3 EN. Protecting a website from scraping bots
It's being said that the web is plagued by rampant DDoS level scraping by AI bots.
Website owners end up blocking whole CIDRs to cope with it.
Often this leads to legitimate users getting blocked from accessing the website.
Why is scraping by AI bots such a big issue?
Is it hard to spot a client that is scraping your website among the other clients?
I suppose that a client that is presently scraping could be detected and banned from accessing the website subsequently.
The IP address of the client could be banned for example.
Or is it hard to manage single IP bans on the web server side?
Also the bandwidth of the malicious client could be throttled.
On some IRC networks there are trap channels.
If you join one of these, you get temporarily banned from conecting to the network.

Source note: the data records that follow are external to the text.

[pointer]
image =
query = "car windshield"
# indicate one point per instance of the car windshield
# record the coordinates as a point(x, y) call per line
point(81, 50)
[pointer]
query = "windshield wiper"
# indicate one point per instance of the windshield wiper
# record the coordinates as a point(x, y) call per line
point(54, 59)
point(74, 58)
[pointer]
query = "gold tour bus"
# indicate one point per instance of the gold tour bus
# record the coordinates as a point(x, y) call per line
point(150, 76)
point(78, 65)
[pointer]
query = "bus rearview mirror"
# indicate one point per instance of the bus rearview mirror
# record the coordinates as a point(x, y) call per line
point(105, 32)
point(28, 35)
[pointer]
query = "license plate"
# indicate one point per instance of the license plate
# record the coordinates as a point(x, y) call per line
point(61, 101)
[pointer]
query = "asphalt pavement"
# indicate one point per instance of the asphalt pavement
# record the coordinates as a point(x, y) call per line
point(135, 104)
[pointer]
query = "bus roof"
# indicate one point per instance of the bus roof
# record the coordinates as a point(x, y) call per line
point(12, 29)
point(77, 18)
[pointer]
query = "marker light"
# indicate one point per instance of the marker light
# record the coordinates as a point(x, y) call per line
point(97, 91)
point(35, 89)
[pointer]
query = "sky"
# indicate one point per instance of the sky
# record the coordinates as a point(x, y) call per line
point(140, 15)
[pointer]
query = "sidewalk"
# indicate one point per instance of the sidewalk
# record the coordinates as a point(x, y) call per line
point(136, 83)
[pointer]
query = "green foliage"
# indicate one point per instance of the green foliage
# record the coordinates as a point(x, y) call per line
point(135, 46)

Also on IRC upon connection to a network the servers routinely verify if the client's IP is not in one of the blocklists commonly used by different networks such as the EFnet RBL and the dronebl. Clients that are on these lists are not allowed to connect.
There are also websites that have a section where you enter an infinite loop if you click on the links on the page you're being presented.
Generally bots get trapped in the loop and this is a successful method to spot bots.
By the way when using the HTTP protocol, are connections usually persistent or is a new connection made for each request?
How is it with Gopher?
I know that for Gemini a new connection is made for each request.